Macrophages and related cell types play critical roles in immunity but also contribute significantly to the pathogenesis of a number of human diseases that involve chronic inflammatory responses. Monocyte-derived macrophages are involved in all stages of atherosclerosis, from the initial development of foam cell-rich fatty streak lesions to the rupture of complex, vulnerable plaques that result in myocardial infarction and stroke. Recent studies also indicate that adipose tissue macrophages secrete factors that promote insulin resistance in obesity. The macrophage itself is thus a potential target of therapeutic intervention. A major goal of the LIPID MAPS Consortium will be to characterize alterations in the macrophage lipidome and transcriptome in models of atherosclerosis and insulin resistance. Previous studies have demonstrated that drugs that activate the peroxisome proliferator-activated receptor y (PPARy) exert some of their protective effects in both of these disease states by regulating PPARy activity in the macrophage, but the underlying target genes and mechanisms remain unknown. This Bridge project will build upon the integrated studies proposed by the LIPID MAPS Consortium to specifically evaluate the role of macrophage PPARy in regulating the response of the macrophage to dietary and genetic interventions that lead to development of atherosclerosis and insulin resistance. These studies are expected to provide new insights into pathogenic programs of lipid metabolism in the macrophage and identify new targets for therapeutic intervention.

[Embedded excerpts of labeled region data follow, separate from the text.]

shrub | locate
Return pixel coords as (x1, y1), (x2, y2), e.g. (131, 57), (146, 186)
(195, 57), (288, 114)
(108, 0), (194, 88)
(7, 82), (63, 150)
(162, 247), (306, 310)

Two specific aims are proposed:
Specific Aim 1. Define the role of macrophage PPARy in mediating the effects of TZDs on foam cell formation in LDLR KO mice and define the transcriptomic and lipidomic changes correlated with these effects.
Specific Aim 2. Define the role of macrophage PPARy in regulating macrophage responses to FFAs and the production of soluble factors that promote insulin resistance Macrophages play essential roles in normal immunity, but also contribute to the development of heart disease and diabetes. The procedures and experiments performed by this Bridge will enable the LIPID MAPS consortium to better understand how PPARy and clinically used anti-diabetic drugs exert therapeutic effects in macrophages. Knowledge gained from these studies may lead to the development of new strategies for the prevention and treatment of diabetes and heart disease.